You don't really need an associates in CS foundations, since all the "CS" part of CS is upper level (except for the most advanced students who start elite Bachelors universities with 1-2 years of university coursework from high school). Just take some basic liberal arts math and intro programming during your AA, then you are ready to apply for CS Backelors program.
> Just take some basic liberal arts math and intro programming during your AA, then you are ready to apply for CS Bachelors program. You don't really need an associates in CS foundations
Well, you can say the same for pretty much every curriculum ever: "we don't need a named degree, just have students figure out what courses they need to take".
Concretely, here's what happens in practice. A student does not know what to take and tells their counselor they are interested in transferring into a four-year CS degree.

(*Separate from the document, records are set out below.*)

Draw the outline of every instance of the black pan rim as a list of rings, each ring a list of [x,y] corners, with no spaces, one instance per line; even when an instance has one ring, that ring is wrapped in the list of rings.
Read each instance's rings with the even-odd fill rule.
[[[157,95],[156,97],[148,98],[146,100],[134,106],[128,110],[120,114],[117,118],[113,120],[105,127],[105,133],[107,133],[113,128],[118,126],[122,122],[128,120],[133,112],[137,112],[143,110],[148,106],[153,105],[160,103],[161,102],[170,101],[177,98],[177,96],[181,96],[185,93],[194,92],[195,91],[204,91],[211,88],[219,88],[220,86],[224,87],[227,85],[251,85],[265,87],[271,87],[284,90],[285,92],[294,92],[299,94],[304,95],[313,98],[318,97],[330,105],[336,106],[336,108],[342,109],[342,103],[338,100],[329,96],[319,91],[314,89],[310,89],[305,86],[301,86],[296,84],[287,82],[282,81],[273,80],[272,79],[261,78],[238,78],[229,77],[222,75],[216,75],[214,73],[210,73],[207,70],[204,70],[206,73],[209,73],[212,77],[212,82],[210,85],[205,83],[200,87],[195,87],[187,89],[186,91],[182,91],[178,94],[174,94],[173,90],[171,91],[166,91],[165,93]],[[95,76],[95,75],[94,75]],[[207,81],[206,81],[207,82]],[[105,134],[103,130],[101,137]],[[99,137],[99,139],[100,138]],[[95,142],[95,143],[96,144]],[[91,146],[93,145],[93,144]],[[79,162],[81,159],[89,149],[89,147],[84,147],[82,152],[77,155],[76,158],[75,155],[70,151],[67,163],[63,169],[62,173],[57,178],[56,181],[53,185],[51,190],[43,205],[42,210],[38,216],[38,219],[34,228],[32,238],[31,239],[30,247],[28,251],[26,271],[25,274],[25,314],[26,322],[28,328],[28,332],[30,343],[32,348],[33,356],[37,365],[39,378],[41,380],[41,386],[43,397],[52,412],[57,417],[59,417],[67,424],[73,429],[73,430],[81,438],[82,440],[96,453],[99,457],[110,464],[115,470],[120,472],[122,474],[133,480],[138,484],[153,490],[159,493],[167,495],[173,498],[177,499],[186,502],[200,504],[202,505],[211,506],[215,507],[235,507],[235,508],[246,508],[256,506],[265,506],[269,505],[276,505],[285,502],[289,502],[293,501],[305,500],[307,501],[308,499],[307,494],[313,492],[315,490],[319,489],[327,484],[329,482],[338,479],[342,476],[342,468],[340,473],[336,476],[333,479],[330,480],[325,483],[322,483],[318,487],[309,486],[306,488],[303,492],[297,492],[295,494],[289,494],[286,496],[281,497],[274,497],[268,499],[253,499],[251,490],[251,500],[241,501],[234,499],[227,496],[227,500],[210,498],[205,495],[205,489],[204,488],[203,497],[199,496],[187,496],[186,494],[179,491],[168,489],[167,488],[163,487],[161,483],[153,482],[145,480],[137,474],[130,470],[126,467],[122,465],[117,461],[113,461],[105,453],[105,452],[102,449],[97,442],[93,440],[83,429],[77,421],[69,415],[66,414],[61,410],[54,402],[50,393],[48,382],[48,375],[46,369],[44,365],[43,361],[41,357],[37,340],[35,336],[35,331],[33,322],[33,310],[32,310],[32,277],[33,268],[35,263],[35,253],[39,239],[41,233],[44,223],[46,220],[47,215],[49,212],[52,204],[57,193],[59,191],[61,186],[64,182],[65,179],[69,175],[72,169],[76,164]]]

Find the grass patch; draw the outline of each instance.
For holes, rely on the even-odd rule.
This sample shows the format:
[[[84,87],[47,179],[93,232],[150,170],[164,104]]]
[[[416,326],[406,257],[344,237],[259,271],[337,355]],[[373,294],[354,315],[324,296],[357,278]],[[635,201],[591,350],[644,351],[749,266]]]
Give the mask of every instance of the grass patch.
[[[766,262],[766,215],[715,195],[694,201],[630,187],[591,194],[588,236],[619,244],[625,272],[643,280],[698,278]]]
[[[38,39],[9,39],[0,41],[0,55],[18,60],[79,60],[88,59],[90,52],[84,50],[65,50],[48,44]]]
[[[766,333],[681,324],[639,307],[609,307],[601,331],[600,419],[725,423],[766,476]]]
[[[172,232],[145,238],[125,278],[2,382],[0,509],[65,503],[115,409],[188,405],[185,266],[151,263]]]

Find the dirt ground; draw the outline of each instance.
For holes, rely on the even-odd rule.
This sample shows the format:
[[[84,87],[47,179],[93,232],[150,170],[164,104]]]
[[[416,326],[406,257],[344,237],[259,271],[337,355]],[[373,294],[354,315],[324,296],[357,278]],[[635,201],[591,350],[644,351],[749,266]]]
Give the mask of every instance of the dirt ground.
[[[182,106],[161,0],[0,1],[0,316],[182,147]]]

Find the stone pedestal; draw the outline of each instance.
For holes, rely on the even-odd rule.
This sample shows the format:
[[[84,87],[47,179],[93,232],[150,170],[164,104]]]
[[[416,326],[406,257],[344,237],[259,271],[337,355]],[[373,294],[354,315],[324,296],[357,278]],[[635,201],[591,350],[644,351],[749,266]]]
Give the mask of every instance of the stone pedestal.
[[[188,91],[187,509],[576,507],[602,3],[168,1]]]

So student then ends up in:
- standard college prep courses (Algebra, Calc, and liberal artsy stuff), and
- some totally random stuff for the CS part. Might be programming. Might be VBA (won't transfer) or Java (might transfer). Might be a CISCO prep course. Who knows! And unless the student knows and fights, they end up wasting time.
Making a separate track that's explicitly "pre-college CS" avoids this confusion. And after all, part of the value add of a formal education is that someone who knows what you need to know organizes the curriculum for you.
So what you say is true, but there are still strong advantages for both the student and the institution to having a separate, explicit pre-college track.